Please start any new threads on our new
site at https://forums.sqlteam.com. We've got lots of great SQL Server
experts to answer whatever question you can come up with.
Author |
Topic |
Taurkon
Starting Member
26 Posts |
Posted - 2007-03-27 : 14:30:16
|
I have a fairly large table that is loaded monthly with approx 150 million records at any given time, and has 13 columns. At the end of each month, the data is purged.The majority of the columns are ID's pointing to other tables. The table has 10 columns that make up the primary key, an amount column, and 2 date stamp columns.All of the ID's that make up the primary key are used to join to other tables, or are frequently included in SQL where clauses when using this table.My question is, should I be using a concatenated pk index (as I am currently), or use an identity key and have alternate indexes for the different ID's contained in the table? Other suggestions?Table Usage: This is a staging table before the data is moved into the warehouse. The data is denormalized before being transformed into the warehouse and multiple lookups are done against this table. Therefore, there are many writes to this table/month (150 million approx) and many reads against the data (transformation into warehouse ) Is there any other details required that I have failed to mention to answer my question?Appreciated, |
|
rockmoose
SQL Natt Alfen
3279 Posts |
Posted - 2007-03-27 : 14:46:25
|
How many other indexes are currently on the table?rockmoose |
 |
|
Taurkon
Starting Member
26 Posts |
Posted - 2007-03-27 : 14:55:19
|
At present, none. Because of the already large load times, we have not begun to optimize yet.

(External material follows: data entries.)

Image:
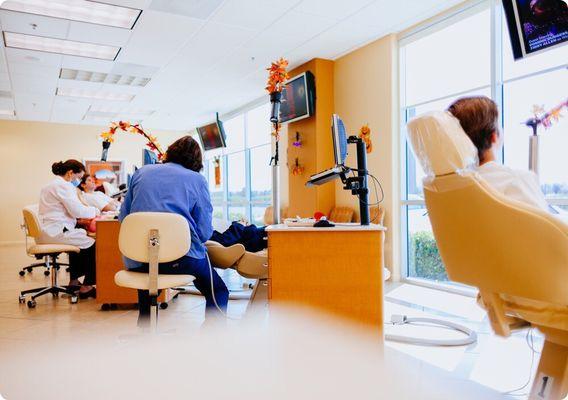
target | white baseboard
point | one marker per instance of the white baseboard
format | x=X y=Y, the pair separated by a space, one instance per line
x=12 y=243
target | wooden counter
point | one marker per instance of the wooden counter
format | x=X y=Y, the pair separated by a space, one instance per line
x=336 y=270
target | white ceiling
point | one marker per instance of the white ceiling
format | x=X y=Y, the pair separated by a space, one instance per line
x=203 y=56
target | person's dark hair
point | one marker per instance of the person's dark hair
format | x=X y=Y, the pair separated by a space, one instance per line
x=478 y=117
x=186 y=152
x=83 y=181
x=60 y=168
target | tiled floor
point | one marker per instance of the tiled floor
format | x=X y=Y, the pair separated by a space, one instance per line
x=55 y=329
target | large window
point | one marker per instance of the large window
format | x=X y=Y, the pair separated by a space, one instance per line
x=470 y=54
x=245 y=189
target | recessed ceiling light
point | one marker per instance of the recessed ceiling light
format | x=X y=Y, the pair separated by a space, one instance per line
x=60 y=46
x=78 y=10
x=94 y=94
x=101 y=77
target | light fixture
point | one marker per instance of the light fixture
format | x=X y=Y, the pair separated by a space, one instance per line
x=92 y=12
x=60 y=46
x=101 y=77
x=94 y=94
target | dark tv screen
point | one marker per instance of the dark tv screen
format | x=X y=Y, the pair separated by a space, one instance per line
x=536 y=25
x=298 y=98
x=212 y=136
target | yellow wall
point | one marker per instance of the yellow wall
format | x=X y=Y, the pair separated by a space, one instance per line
x=366 y=88
x=27 y=150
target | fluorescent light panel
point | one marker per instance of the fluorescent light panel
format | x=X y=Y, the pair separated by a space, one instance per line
x=93 y=94
x=78 y=10
x=101 y=77
x=60 y=46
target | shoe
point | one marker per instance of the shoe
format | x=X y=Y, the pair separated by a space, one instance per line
x=91 y=293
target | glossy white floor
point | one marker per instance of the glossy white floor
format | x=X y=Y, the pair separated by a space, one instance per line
x=63 y=346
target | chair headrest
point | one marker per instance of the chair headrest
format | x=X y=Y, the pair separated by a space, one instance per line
x=440 y=144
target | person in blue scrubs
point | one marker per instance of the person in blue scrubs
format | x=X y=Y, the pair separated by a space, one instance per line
x=176 y=186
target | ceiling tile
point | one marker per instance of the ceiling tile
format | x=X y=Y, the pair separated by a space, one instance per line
x=33 y=24
x=252 y=14
x=152 y=44
x=336 y=9
x=200 y=9
x=99 y=34
x=19 y=56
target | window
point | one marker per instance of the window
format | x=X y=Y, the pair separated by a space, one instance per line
x=452 y=59
x=246 y=180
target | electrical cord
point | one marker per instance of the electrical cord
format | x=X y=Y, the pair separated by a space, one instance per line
x=403 y=319
x=530 y=343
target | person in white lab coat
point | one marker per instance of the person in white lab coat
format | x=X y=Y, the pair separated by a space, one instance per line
x=478 y=117
x=59 y=209
x=95 y=198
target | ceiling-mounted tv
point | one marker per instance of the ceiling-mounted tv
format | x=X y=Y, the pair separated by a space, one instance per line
x=536 y=25
x=212 y=135
x=298 y=98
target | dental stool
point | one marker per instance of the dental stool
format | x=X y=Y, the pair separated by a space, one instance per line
x=515 y=254
x=153 y=238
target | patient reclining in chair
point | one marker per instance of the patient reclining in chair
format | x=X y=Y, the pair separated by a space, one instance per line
x=478 y=117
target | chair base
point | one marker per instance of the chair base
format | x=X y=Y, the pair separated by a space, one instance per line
x=52 y=267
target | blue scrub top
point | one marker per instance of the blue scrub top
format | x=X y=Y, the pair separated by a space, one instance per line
x=173 y=188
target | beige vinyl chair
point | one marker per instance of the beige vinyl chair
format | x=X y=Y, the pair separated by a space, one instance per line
x=153 y=238
x=516 y=255
x=50 y=253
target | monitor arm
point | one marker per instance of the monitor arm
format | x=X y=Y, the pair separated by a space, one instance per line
x=358 y=184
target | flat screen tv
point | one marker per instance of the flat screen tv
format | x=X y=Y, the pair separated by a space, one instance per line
x=536 y=25
x=298 y=98
x=212 y=135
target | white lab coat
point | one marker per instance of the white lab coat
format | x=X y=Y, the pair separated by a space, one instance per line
x=59 y=208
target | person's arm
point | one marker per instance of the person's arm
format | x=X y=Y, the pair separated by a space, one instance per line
x=203 y=212
x=127 y=203
x=71 y=202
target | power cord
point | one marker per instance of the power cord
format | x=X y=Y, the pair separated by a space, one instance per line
x=403 y=319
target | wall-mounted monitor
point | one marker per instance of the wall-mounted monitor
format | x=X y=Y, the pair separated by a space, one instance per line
x=298 y=98
x=536 y=25
x=212 y=135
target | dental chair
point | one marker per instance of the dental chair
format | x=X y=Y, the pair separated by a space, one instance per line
x=516 y=255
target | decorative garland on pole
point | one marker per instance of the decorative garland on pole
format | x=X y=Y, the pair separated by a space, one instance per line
x=108 y=138
x=546 y=119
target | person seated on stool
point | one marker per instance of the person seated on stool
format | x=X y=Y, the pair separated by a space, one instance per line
x=478 y=117
x=176 y=186
x=59 y=209
x=95 y=198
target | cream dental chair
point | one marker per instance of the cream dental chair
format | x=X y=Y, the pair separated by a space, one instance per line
x=153 y=238
x=516 y=255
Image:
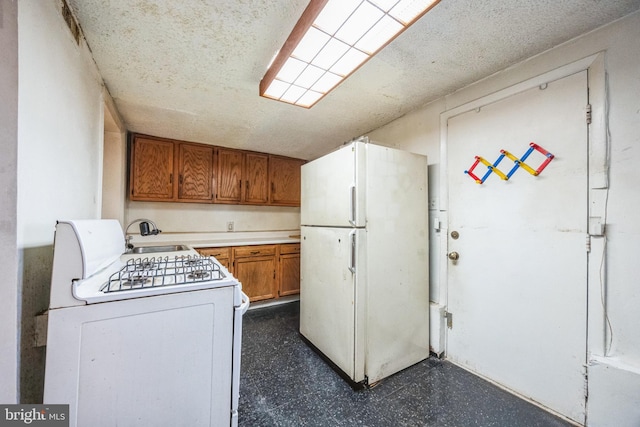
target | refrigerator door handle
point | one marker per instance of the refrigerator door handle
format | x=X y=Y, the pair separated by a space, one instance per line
x=352 y=259
x=352 y=220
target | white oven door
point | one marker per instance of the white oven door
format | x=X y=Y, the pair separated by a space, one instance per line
x=157 y=361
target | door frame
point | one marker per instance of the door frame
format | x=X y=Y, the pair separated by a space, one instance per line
x=597 y=176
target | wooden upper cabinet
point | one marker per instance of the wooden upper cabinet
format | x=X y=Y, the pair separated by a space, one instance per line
x=256 y=178
x=165 y=170
x=195 y=172
x=151 y=170
x=242 y=177
x=284 y=175
x=229 y=164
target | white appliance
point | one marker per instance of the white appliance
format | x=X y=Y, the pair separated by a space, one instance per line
x=140 y=340
x=364 y=287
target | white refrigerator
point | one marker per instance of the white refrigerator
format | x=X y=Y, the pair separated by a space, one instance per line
x=364 y=285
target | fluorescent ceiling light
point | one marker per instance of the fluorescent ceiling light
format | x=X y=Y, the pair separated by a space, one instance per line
x=331 y=40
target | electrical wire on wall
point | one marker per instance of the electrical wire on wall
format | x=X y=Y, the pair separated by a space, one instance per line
x=602 y=272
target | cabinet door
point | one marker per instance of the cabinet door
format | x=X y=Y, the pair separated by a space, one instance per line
x=228 y=175
x=284 y=175
x=289 y=269
x=195 y=180
x=255 y=268
x=257 y=275
x=151 y=169
x=256 y=178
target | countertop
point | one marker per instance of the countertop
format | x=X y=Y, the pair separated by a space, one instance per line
x=212 y=240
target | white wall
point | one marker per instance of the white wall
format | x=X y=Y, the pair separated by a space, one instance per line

This is why I am asking the questions now. |
 |
|
rockmoose
SQL Natt Alfen
3279 Posts |
Posted - 2007-03-27 : 15:07:58
|
Sounds like probably a thin clustered (identity key) PK is the way to go.Then add additional indexes that cover the most common usage scenarios for the table,and include (cover) the additional data columns (amount + maybe datestamp columns) in those indexes, if those columns are used in the read queries.In SQL2000 you just include them in the index, in SQL2005 there is an INCLUDE clause for the CREATE INDEX.Also keep a UNIQUE index for the "natural key" of the table (the 10 column current PK).What is the usage of the datestamp columns?Are they used in the queries (for range selectioning) or just additional info/metadata?rockmoose |
 |
|
Taurkon
Starting Member
26 Posts |
Posted - 2007-03-27 : 15:45:39
|
The date stamps are not migrated to the warehouse and are rarely used.So, if I understand you correctly, the suggestion is:1. Create a clustered Identity PK.2. Create a unique natural key index (current pk) 3. Create seperate individual indexes for most common usage keys (4 or 5 of the ID's that consist of the current PK)Appreciate your input on this.One additional questions... I have to assume the insert performance on this will be large. I'll do some testing, but would it make sense to create some (or all) the indexes on the table AFTER it is loaded, since this is a monthly process? |
 |
|
rockmoose
SQL Natt Alfen
3279 Posts |
Posted - 2007-03-27 : 17:36:56
|
Yes I think it will make sense for creating the secondary indexes afterwards.If the table is essentially empty before the first load, then I would only keep the PK and the UC (natural unique constraint)The UC is enforcing the data integrity.If you build the secondary indexes after loading the table,the overall process will most likely be quicker,and the secondary indexes will be less fragmented.If the secondary indexes also cover the Amount column (I suppose you want to use that in the queries) then queries going against those indexes will benefit greatly.rockmoose |
 |
|
|
|
|
|
|